When it comes to the Texas case, few people expect Merck to fork over anything close to $253 million. For one thing, state caps on punitive damages could slash that portion of the award to less than $2 million, says Victor E. Schwartz, a partner at Shook Hardy & Bacon and an expert on tort law. In addition, lawyers say Merck may have good grounds to appeal the verdict. Among the key issues: whether testimony of the coroner who performed the autopsy on Ernst was appropriate. Schwartz says a decision from the Texas Supreme Court several years ago requires judges to act as gatekeepers of the scientific evidence they allow into their courtroom.
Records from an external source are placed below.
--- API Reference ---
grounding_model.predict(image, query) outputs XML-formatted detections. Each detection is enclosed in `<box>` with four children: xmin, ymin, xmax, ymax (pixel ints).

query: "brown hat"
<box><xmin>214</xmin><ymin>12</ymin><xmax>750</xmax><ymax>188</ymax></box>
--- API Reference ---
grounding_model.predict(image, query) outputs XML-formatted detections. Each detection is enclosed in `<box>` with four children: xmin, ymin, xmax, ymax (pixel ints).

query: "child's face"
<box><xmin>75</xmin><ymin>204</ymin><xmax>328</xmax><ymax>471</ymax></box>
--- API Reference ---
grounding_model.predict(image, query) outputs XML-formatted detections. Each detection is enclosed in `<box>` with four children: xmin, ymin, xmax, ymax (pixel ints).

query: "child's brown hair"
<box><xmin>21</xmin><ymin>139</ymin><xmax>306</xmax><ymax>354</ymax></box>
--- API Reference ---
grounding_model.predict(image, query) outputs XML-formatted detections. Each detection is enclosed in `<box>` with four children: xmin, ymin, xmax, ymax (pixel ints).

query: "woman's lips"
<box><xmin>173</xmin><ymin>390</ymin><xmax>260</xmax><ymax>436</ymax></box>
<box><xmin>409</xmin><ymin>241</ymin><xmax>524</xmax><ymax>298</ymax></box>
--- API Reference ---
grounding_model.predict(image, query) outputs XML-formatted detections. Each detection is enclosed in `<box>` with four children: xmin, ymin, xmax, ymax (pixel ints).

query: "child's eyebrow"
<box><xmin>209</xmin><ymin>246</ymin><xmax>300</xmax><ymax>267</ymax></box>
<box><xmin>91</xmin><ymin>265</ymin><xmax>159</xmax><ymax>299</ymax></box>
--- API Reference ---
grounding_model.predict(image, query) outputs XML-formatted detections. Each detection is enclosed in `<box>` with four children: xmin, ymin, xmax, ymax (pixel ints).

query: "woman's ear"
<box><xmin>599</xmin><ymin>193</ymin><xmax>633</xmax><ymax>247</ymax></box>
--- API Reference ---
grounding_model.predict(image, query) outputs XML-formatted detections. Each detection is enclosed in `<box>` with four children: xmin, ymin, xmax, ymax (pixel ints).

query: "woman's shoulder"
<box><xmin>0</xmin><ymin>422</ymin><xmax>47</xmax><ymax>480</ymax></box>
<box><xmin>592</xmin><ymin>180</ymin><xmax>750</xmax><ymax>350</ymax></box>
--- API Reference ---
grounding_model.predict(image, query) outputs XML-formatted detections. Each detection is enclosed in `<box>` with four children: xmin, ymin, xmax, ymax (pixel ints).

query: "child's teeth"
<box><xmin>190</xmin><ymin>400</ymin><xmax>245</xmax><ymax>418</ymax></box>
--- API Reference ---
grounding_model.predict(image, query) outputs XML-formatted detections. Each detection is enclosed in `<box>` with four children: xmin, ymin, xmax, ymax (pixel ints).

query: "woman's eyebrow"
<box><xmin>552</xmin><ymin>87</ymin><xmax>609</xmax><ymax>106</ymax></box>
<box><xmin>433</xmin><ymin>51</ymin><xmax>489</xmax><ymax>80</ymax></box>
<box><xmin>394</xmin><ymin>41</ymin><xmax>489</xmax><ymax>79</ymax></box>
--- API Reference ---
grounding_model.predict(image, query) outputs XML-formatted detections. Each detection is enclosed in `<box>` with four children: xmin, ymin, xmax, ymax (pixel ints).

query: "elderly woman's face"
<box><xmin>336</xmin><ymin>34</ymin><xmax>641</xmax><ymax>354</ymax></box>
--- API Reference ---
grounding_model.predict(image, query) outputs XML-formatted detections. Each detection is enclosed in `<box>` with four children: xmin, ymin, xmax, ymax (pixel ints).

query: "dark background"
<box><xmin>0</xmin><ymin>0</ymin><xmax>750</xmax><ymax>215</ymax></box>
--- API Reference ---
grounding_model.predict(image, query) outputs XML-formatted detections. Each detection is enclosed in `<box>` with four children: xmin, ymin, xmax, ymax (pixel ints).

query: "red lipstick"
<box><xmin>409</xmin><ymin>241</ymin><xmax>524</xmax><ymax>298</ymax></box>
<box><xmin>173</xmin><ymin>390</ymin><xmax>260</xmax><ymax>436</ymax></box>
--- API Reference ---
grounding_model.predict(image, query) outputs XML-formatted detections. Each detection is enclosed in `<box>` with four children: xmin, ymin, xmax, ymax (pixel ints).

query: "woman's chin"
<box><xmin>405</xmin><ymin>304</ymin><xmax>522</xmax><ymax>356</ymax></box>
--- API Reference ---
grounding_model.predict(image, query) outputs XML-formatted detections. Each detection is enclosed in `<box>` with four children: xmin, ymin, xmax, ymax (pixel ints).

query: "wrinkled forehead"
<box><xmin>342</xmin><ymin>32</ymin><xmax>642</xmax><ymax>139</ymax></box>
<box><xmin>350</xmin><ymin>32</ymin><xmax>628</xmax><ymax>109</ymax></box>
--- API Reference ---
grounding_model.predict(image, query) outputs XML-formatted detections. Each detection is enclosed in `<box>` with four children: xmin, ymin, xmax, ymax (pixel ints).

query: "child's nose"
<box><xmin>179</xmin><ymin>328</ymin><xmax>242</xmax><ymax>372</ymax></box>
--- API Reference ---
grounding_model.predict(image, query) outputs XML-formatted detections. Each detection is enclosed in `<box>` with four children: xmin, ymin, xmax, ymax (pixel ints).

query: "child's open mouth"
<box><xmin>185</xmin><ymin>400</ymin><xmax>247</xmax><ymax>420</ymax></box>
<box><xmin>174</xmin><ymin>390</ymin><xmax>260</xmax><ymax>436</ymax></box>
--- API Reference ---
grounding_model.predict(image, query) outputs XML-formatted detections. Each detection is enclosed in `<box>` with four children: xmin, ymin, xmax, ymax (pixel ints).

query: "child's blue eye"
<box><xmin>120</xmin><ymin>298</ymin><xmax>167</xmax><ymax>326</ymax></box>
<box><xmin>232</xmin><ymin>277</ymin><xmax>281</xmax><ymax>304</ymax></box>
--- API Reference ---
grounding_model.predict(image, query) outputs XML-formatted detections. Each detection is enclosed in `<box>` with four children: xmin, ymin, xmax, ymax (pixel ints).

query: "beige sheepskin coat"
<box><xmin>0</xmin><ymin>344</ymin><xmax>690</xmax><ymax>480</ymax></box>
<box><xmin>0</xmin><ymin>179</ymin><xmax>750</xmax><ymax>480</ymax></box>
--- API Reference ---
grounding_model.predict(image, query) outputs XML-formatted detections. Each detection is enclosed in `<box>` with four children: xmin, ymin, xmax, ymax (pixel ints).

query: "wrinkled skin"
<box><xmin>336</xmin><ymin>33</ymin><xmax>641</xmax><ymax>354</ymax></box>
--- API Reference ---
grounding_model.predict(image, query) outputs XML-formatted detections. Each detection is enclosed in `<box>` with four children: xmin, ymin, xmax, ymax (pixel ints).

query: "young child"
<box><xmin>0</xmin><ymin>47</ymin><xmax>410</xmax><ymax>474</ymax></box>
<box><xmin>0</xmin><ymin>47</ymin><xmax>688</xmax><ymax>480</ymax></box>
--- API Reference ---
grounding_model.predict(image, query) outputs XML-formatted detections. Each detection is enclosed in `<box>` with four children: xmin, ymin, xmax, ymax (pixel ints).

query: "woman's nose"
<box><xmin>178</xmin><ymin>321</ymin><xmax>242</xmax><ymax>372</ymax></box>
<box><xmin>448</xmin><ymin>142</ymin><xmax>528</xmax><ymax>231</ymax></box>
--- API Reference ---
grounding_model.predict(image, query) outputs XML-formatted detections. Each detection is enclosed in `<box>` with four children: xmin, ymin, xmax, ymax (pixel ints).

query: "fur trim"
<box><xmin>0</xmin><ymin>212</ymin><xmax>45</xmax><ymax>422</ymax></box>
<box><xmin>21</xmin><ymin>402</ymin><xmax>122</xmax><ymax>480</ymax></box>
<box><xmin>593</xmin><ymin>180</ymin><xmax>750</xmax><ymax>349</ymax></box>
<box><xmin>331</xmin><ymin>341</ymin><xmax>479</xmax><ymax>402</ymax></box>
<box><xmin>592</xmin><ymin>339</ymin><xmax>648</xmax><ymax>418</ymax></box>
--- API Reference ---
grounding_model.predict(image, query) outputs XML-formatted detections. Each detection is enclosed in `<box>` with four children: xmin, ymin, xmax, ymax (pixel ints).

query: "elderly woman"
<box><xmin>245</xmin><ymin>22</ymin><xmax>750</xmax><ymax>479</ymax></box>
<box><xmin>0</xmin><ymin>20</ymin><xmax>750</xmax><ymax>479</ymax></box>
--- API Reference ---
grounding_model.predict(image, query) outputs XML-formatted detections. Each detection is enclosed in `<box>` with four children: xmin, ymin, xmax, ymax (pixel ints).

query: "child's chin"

Frazier says the fact that the coroner testified that she believed there had been a clot despite an autopsy report which found no evidence of it made her opinion "unreliable scientific testimony."
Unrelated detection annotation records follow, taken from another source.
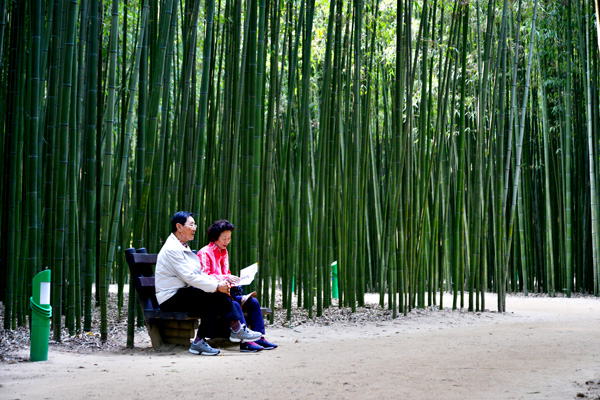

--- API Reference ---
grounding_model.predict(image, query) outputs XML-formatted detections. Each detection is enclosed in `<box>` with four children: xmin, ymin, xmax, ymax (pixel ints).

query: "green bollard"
<box><xmin>29</xmin><ymin>269</ymin><xmax>52</xmax><ymax>361</ymax></box>
<box><xmin>331</xmin><ymin>261</ymin><xmax>340</xmax><ymax>299</ymax></box>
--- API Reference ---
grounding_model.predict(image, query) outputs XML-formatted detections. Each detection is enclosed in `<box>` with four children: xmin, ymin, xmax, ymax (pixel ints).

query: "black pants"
<box><xmin>160</xmin><ymin>287</ymin><xmax>244</xmax><ymax>338</ymax></box>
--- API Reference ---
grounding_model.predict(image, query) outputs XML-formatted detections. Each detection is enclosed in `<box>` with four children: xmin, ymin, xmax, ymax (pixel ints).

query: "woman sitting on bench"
<box><xmin>155</xmin><ymin>211</ymin><xmax>262</xmax><ymax>356</ymax></box>
<box><xmin>198</xmin><ymin>219</ymin><xmax>277</xmax><ymax>351</ymax></box>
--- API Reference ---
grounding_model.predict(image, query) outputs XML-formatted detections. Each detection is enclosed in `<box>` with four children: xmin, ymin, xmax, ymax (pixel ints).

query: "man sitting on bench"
<box><xmin>155</xmin><ymin>211</ymin><xmax>262</xmax><ymax>356</ymax></box>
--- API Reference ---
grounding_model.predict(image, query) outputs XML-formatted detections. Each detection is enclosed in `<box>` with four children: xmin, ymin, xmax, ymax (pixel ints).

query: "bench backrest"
<box><xmin>125</xmin><ymin>247</ymin><xmax>160</xmax><ymax>312</ymax></box>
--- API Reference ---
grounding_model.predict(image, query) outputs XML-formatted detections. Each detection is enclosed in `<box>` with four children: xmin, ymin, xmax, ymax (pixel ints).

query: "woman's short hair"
<box><xmin>206</xmin><ymin>219</ymin><xmax>235</xmax><ymax>242</ymax></box>
<box><xmin>171</xmin><ymin>211</ymin><xmax>193</xmax><ymax>233</ymax></box>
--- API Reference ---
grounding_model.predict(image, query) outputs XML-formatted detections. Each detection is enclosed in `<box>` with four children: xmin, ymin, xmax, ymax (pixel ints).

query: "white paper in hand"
<box><xmin>239</xmin><ymin>263</ymin><xmax>258</xmax><ymax>286</ymax></box>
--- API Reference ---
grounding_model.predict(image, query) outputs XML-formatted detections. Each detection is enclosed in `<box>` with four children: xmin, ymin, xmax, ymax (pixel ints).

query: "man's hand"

The huge number of suits that Merck could eventually face has many wondering whether it will seek a global settlement. But such a settlement could be just as risky as Merck's strategy of taking on plaintiffs one by one. Consider the case of Wyeth and its liability from its diet drugs Pondimin (the "fen" in the fen-phen combo) and Redux. Wyeth agreed to settle claims in 2000, three years after pulling the drugs, which were linked to heart-valve damage. But of the 6 million people who took the drugs, many who sustained the most serious injuries passed on the settlement and sued anyway. And the settlement fund was overwhelmed by more claims than expected. So far, Wyeth, based in Madison, N.J., has taken $21 billion in reserves. Wyeth, says Columbia University Law School Professor John C. Coffee, "probably rues their decision to enter into a settlement."
Merck isn't about to disappear anytime soon, of course. "I think they'll be able to buy their way out of this for $50 billion," says W. Mark Lanier, the attorney who represented Robert Ernst's widow. But whatever the ultimate figure, it's clear that Merck will be paying for Vioxx for a long time to come.